3. **Online Surveys**
- Online surveys recruited participants through channels such as social media and language schools, and a total of 99 valid questionnaires were collected.
- The survey content included test - takers' background information, views on different language tests and attitudes towards the application of AI in language testing.
### Results
1. **Test - takers' Concerns**
- **Fairness and Consistency**: Most test - takers believe that AI scoring systems have improved the fairness and consistency of language tests. However, some test - takers pointed out that AI may be biased against certain accents or pronunciations, resulting in unfair scoring.

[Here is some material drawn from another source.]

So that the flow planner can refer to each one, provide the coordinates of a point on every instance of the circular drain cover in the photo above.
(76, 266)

- **Reliability**: Some test - takers are worried about the reliability of AI scoring systems, especially for those who often get low scores.
- **Fairness of Human Scoring Systems**: In contrast, test - takers are more critical of the fairness of human scoring systems, believing that the emotions and preferences of human scorers may affect the fairness of scoring.
2. **Impact of AI in Language Testing**
- **Positive Impact**: Many test - takers believe that AI scoring systems have improved the fairness and consistency of tests and reduced human errors.
- **Negative Impact**: Some test - takers are worried about the reliability and interactivity of AI scoring systems, believing that this may affect the test - takers' mental state and performance.
### Conclusion
This research, through empirical analysis, reveals the impact brought by the application of AI in language testing from the perspective of test - takers. The research results provide valuable insights for developers and researchers, which are helpful for applying AI technology more effectively in language testing while ensuring its fairness, reliability and transparency.